– Говорите, не портрет? – спросил Мэнсики, осторожно подбирая слова. – В каком это смысле?
Я ответил:
– До недавних пор я зарабатывал тем, что профессионально рисовал официальные портреты. Нарисовать портрет – это, по сути, изобразить клиента так, как он того пожелает. Потому что клиент – заказчик, и, если ему не нравится выполненная работа, вполне вероятно, он откажется за нее платить. Такое тоже бывает. Поэтому я стараюсь, насколько это удается, не акцентировать внимание на отрицательных человеческих сторонах клиента, а примечать и подчеркивать в нем только лучшее, изображая его по возможности привлекательно. В этом смысле в большинстве случаев становится сложно назвать портрет произведением искусства. За исключением, конечно же, Рембрандта и ему подобных. Однако в данном случае – конкретно, в вашем, Мэнсики-сан, – я рисовал эту картину, размышляя о своем, и нисколько не думал о вас. Иными словами, получилась картина, в которой я, признаться, вашему эго модели предпочел собственное эго художника.
– Как раз это меня совершенно не смущает, – улыбнувшись, произнес Мэнсики. – Более того, я такому повороту рад. Помнится, при первой встрече я сказал, что можете рисовать, как вам будет угодно, и никаких особых пожеланий у меня нет.
– Именно так вы и говорили, я это помню хорошо. А беспокоюсь не за то, удалась или нет эта работа, а за то, что́ я там нарисовал . Оставив выбор за собой, я, вполне возможно, изобразил совсем не то, что должен был изобразить. И вот это меня тревожит.
Мэнсики понаблюдал за моим лицом, а затем сказал:
– Хотите сказать, что отразили те мои черты, которые не заслуживают быть перенесенными на холст? И это вас беспокоит. Я прав?

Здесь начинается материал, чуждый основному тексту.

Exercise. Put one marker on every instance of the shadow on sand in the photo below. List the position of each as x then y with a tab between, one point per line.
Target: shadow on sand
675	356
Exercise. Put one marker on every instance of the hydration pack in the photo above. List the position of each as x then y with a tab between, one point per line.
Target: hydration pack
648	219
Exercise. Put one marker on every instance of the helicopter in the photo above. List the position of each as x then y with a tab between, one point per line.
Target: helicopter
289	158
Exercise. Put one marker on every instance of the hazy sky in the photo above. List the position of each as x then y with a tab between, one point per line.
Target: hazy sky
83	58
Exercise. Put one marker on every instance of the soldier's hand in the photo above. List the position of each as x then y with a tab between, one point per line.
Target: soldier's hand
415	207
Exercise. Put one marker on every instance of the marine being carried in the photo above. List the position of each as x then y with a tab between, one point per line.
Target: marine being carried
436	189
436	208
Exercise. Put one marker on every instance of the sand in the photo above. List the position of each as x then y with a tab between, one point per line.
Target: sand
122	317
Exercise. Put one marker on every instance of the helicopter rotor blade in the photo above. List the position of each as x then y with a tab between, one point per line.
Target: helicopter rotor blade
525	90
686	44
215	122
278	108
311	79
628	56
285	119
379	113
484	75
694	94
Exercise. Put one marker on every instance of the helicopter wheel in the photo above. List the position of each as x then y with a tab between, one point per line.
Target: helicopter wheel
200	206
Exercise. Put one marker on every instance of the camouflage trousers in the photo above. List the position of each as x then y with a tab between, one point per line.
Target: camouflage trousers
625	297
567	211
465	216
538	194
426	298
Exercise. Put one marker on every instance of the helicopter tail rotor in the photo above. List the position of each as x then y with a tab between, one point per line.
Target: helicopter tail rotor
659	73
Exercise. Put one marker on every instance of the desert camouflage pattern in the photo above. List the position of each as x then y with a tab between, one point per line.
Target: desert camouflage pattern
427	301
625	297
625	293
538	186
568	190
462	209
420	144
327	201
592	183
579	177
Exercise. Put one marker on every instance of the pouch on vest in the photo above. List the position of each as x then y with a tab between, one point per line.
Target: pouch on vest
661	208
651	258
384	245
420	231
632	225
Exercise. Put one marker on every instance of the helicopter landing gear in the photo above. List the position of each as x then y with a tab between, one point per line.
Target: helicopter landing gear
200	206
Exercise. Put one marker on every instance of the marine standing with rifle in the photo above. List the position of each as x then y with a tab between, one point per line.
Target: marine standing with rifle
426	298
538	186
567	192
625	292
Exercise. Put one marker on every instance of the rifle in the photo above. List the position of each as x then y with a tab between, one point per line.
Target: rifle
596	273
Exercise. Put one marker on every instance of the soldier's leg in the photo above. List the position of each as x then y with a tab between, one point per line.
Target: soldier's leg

– Да, вы правы, – ответил я. – И потому, что думал я лишь о себе, ослабил нечто вроде обручей , которые не дают бочке распасться.
И, возможно, выволок из вас нечто неуместное , – собирался было добавить я, но передумал и не сказал больше ничего. Слова эти остались у меня внутри.
Мэнсики долго размышлял над моей фразой. А затем произнес:
– Интересно… Весьма занимательное мнение.
Я промолчал.
Тогда заговорил Мэнсики:
– Я сам считаю себя человеком с крепкими обручами. Иными словами, сильным человеком, способным себя контролировать.
– Я это знаю.
Мэнсики слегка придавил пальцами виски, улыбнулся.
– Значит, работа уже готова? Ну, то есть мой «портрет»?
Я кивнул.
– Такое ощущение, что да.
– Прекрасно! – воскликнул Мэнсики. – Как бы там ни было, вы сможете показать мне эту картину? Увижу ее своими глазами – тогда и подумаем вместе, как поступить. Вы не возражаете?
– Нисколько, – ответил я.
Я проводил Мэнсики в мастерскую. Он остановился в паре метров от мольберта, скрестил руки и пристально смотрел на холст – на собственный портрет. Хотя нет, не портрет, а лишь так называемый «образ» – на комья краски, которые будто швыряли прямо в холст. Пышные белые волосы – как стремительный поток чистейшей белизны, напоминающий снег в метель. На первый взгляд, на лицо это не похоже. То, что должно быть на месте лица, полностью скрыто за цветными комьями. Но – по крайней мере – я считаю, что там, вне всякого сомнения, изображен человек по имени Мэнсики.
Весьма долго он, не меняя позу и не шевелясь, оценивал картину. Буквально – не дрогнув ни единым мускулом. Я даже не был уверен, дышит он или нет. Я встал поодаль у окна и наблюдал за происходящим со стороны. Интересно, сколько прошло времени… Мне показалось – чуть ли не вечность. Пока Мэнсики смотрел на картину, его лицо утратило всякое выражение. Глаза у него показались мне мутно-белесыми, взгляд был тускл, без глубины. Будто гладкая лужа отражала пасмурное небо. Такой взгляд мог держать на расстоянии кого угодно. Я даже не мог предположить, что было на душе у Мэнсики.
Затем он, как тот, кого гипнотизер единственным хлопком вывел из состояния гипноза, расправил спину и слегка вздрогнул. Лицо его тут же ожило, глаза привычно заблестели. Он медленно подошел ко мне, вытянул правую руку и положил мне на плечо.
– Замечательно! – воскликнул он. – Просто великолепно! Что еще можно сказать? Именно такой портрет я и хотел!
Я посмотрел на него. Заглянул прямо ему в глаза и понял, что он не лукавит. Он и вправду был в восторге от портрета, который тронул его до глубины души.
– На этом портрете я сам, как есть, – произнес Мэнсики. – Вот это и называется портретом в его изначальном смысле. Вы ни в чем не ошиблись. Сделали все правильно.